Мало-помалу он втягивался в игру. В капиталистической крепости он становился той армией, которая переходит к врагу, – так варвар вступал в римские легионы и собирался открыть ворота неприятелю. Теперь, не давая себе труда скрывать это, он противодействовал империалистической коалиции, которая – за невозможностью организовать интервенцию – старалась задушить СССР экономической блокадой. Он срывал блокаду, заключая с Россией торговые договоры, – конечно, не ради ее прекрасных глаз: он извлекал из этих договоров немалую выгоду. Своих противников он доводил до отчаяния. Не желая уступать ему, они тоже добивались соглашения с пролетарским миром, как им ни хотелось его раздавить. Их перебежки на сторону врага расшатывали коалицию. Вокруг Тимона сгущалась ненависть. Ему собирались перебить хребет. Он это знал. И уж, конечно, в такую минуту, когда Тимон намеревался ринуться в пекло, когда он сколачивал стальной картель, этот боевой механизм, при помощи которого он думал разрушить господство всемогущего англосаксонского механизма, – в такую минуту Аннета не могла оставить его. Она была единственным близким человеком, которому он мог довериться.
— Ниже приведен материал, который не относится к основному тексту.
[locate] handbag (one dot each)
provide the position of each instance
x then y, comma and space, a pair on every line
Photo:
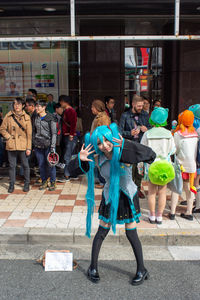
176, 185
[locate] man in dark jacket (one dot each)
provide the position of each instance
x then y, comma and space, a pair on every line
44, 139
133, 124
69, 120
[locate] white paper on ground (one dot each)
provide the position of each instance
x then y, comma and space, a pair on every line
58, 261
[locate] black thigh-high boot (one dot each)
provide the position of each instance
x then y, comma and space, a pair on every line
142, 273
96, 246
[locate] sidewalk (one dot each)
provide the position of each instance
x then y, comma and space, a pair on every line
44, 215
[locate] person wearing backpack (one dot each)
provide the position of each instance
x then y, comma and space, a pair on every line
16, 128
44, 139
161, 141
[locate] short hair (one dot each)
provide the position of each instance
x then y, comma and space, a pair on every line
41, 102
57, 105
156, 100
137, 98
65, 98
19, 100
30, 101
107, 99
50, 95
33, 91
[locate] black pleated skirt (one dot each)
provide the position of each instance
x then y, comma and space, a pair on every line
128, 212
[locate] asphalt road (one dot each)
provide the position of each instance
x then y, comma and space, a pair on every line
173, 280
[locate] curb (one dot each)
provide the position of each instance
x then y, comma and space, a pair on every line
148, 237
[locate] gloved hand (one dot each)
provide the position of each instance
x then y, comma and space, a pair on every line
52, 150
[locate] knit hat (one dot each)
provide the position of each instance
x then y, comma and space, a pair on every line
187, 118
159, 116
99, 105
196, 110
161, 172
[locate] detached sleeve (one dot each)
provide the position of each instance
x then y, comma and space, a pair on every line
133, 153
77, 167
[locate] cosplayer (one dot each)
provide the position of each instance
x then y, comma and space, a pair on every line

Ей трудно было решиться. Она больше не хотела уезжать далеко от сына.

Хотя внутренняя отчужденность внешне еще оставалась между ними, однако у обоих было достаточно времени, чтобы обо всем поразмыслить и даже сказать: «Меа culра». Аннета готова была избавить Марка от первого шага. Но с тех пор, как произошла история с платьем, мрачный дурачок не переставал дуться в своей конуре. Неужели они так и расстанутся, не рассеяв этого глупого недоразумения? Уходило время, уходила жизнь, а потом и сам уйдешь навсегда… Однажды утром она ему написала:

«Дорогой мой мальчик! Я уезжаю на несколько месяцев из Парижа. На сей раз я буду не так далеко. Не на много дальше, чем мы были с тобой весь этот год. Но я больше не могу ни уехать, ни оставаться, не обняв тебя.

Не покажешь ли ты ко мне свой носик? Если ты считаешь, что я в чем-нибудь виновата (думаю, что ты ошибаешься, но не настаиваю на этом), то прости меня. Но, простишь или не простишь, все равно приходи, поцелуй меня!»

Он еще не успел получить записку, как их столкнул случай. Проходя мимо церкви св. Евстафия, Марк прочитал, что там будут исполнять «Заповеди блаженства» Цезаря Франка. Он горел желанием послушать музыку. Это была жажда измученной души. У входа на дешевые места толпилась масса народа.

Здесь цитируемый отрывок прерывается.